22Zij dan, terstond verlatende het schip en hun vader, zijn Hem nagevolgd.
22They immediately left the boat and their father, and followed him.
23En Jezus omging geheel Galilea, lerende in hun synagogen en predikende het Evangelie des Koninkrijks, en genezende alle ziekte en alle kwale onder het volk.
23Jesus went about in all Galilee, teaching in their synagogues, preaching the Good News of the Kingdom, and healing every disease and every sickness among the people.
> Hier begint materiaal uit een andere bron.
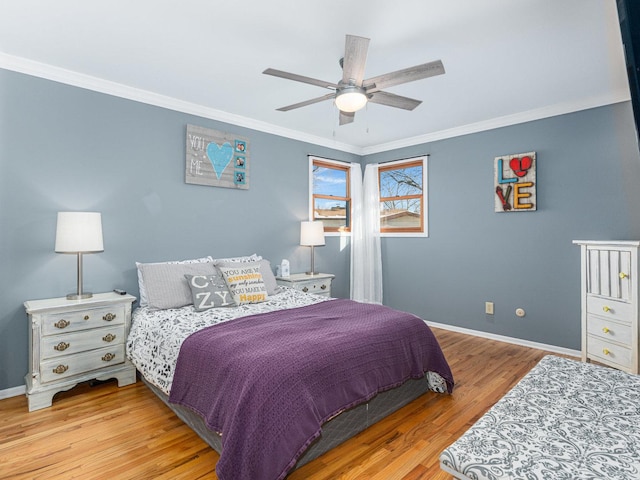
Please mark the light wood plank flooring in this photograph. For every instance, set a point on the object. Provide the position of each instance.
(104, 431)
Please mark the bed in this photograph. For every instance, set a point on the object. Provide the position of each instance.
(564, 420)
(273, 384)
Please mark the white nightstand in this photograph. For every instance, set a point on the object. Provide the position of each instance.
(319, 284)
(71, 341)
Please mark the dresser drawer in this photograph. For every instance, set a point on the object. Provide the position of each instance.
(608, 352)
(608, 308)
(69, 365)
(81, 320)
(68, 343)
(609, 330)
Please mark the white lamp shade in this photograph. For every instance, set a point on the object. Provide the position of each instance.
(311, 233)
(79, 232)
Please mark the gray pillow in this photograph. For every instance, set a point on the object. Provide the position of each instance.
(209, 291)
(143, 289)
(165, 283)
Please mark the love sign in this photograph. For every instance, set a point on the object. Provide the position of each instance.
(515, 183)
(217, 159)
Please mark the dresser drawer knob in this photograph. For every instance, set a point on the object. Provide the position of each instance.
(61, 347)
(62, 323)
(108, 357)
(61, 369)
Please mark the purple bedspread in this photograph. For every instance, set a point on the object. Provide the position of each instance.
(267, 382)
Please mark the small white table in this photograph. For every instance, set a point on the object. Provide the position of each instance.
(71, 341)
(318, 284)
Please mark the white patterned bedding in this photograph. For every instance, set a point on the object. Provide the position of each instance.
(156, 335)
(564, 420)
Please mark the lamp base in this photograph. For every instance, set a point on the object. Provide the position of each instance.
(80, 296)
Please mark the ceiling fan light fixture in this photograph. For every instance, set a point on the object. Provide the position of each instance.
(351, 99)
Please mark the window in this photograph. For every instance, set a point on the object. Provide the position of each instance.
(330, 194)
(402, 206)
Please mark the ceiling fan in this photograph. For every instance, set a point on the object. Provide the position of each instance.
(353, 92)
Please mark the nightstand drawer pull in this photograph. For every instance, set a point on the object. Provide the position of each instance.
(62, 323)
(61, 347)
(60, 369)
(108, 357)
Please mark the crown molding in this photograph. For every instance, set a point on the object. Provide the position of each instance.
(499, 122)
(68, 77)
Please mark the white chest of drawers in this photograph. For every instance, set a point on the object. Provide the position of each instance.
(609, 292)
(318, 284)
(71, 341)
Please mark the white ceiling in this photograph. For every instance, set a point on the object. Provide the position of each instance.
(506, 60)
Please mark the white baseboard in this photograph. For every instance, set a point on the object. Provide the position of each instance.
(13, 392)
(501, 338)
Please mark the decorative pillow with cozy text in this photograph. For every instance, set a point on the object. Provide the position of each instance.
(245, 282)
(209, 291)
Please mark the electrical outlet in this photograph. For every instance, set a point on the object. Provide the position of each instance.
(488, 308)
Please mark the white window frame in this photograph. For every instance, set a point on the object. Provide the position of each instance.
(337, 163)
(425, 196)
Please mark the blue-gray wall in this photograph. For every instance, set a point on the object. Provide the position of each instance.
(66, 148)
(588, 188)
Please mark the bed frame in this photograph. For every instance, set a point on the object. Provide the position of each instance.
(334, 432)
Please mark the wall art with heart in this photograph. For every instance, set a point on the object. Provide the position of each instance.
(217, 159)
(514, 184)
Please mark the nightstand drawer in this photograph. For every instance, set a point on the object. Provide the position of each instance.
(58, 345)
(608, 308)
(609, 330)
(608, 352)
(53, 324)
(318, 284)
(313, 286)
(69, 365)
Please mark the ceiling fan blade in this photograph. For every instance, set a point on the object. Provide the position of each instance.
(328, 96)
(347, 117)
(300, 78)
(355, 59)
(405, 75)
(393, 100)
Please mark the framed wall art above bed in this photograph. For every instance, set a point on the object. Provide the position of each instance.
(217, 159)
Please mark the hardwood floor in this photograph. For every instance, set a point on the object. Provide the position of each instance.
(104, 431)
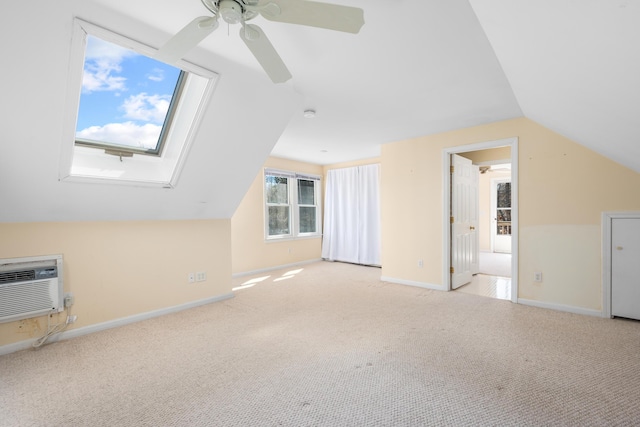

24En Zijn gerucht ging van daar uit in geheel Syrie; en zij brachten tot Hem allen, die kwalijk gesteld waren, met verscheidene ziekten en pijnen bevangen zijnde, en van den duivel bezeten, en maanzieken en geraakten; en Hij genas dezelve.
24The report about him went out into all Syria. They brought to him all who were sick, afflicted with various diseases and torments, possessed with demons, epileptics, and paralytics; and he healed them.
25En vele scharen volgden Hem na, van Galilea en van Dekapolis, en van Jeruzalem, en van Judea, en van over de Jordaan.
25Great multitudes from Galilee, Decapolis, Jerusalem, Judea and from beyond the Jordan followed him.